Mas será que a W3 foi pensada para isso? Decadência é a palavra mais ouvida nos dias de hoje pelos brasilienses quando se trata da avenida. O arquiteto e urbanista Frederico Flósculo, também doutor em psicologia do desenvolvimento humano, esclareceu que, no projeto original de Lucio Costa, não havia planos para um centro comercial na avenida W3 e que, por isso, a partir do surgimento de verdadeiros centros de diversões shoppings na cidade, a famosa pista passou a ser coadjuvante, mas não decadente.

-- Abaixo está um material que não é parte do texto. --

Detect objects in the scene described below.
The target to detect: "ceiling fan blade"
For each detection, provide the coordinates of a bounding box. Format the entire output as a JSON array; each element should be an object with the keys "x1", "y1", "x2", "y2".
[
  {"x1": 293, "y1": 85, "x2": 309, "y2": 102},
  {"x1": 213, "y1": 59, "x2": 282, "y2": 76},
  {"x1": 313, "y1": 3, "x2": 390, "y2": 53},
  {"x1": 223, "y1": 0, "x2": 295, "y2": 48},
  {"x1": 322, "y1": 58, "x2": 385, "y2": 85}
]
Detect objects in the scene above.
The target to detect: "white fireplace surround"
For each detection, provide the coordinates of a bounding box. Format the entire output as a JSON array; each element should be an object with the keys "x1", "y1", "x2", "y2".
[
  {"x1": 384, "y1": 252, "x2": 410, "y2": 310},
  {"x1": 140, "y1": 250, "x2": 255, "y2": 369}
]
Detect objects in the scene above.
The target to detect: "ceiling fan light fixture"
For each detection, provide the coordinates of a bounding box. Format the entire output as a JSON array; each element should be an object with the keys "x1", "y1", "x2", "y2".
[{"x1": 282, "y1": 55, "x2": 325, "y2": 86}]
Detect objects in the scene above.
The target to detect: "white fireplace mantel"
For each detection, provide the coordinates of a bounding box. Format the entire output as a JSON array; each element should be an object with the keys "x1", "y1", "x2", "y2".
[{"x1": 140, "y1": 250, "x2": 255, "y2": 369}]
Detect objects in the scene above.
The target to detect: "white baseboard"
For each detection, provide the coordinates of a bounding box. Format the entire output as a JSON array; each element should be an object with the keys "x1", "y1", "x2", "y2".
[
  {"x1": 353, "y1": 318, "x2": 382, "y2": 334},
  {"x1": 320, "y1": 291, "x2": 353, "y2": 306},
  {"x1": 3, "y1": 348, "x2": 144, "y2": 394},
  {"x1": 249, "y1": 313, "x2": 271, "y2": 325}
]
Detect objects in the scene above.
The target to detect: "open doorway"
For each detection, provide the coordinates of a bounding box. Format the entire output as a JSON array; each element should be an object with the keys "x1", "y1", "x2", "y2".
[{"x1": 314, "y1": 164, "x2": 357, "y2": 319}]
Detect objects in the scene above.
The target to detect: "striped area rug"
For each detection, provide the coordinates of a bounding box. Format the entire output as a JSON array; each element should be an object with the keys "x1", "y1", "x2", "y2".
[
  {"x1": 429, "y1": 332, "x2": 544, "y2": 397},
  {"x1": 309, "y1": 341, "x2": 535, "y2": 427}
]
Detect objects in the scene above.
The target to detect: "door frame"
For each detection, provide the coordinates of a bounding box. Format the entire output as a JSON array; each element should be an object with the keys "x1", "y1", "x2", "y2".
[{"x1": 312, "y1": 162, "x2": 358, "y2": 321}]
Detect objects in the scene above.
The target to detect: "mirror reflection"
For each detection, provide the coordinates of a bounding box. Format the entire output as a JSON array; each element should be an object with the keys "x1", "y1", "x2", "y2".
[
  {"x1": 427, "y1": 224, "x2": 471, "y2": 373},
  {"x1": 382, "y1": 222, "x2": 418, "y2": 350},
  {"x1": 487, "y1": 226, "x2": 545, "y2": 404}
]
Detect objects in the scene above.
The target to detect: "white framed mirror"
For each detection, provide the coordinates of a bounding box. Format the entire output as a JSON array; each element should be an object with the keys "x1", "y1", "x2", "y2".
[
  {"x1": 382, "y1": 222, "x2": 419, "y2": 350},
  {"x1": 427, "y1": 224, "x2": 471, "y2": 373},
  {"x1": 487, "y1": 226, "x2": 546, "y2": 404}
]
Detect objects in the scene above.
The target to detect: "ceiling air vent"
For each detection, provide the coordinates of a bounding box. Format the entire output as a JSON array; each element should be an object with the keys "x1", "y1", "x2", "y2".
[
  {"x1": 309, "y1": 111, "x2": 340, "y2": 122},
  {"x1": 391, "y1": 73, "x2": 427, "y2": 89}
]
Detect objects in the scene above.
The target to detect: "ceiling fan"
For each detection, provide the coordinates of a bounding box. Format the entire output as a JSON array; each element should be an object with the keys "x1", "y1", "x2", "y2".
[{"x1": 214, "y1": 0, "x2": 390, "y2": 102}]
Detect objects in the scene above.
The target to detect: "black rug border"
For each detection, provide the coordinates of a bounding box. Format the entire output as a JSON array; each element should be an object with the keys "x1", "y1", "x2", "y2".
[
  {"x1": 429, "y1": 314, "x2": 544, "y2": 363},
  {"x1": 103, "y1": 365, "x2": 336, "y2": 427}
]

“A W3 era para ser no plano original uma EPIA (Estrada Parque de Indústria e Abastecimento) em menores extensões”. O papel era tão secundário que toda a faixa no sentido do aeroporto deveria ser chácaras produtoras de ovos, verduras e carnes, segundo o arquiteto.

Ponto de venda em derrocada

Clécio Araújo vendendo seus salgados.

O vendedor ambulante de salgados Clécio Araújo prefere o espaço na frente da agência da Caixa como melhor ponto de vendas, na altura da 504 sul. Clécio apontou a instabilidade política como a principal dificuldade dos ambulantes no local. “Depois do Impeachment da Dilma e da incerteza política, muitas empresas aqui andaram fechando. Se um prédio comercial desses começam a fechar as portas, são quase R$ 2 milhões que caem na receita de todos os ambulantes juntos”.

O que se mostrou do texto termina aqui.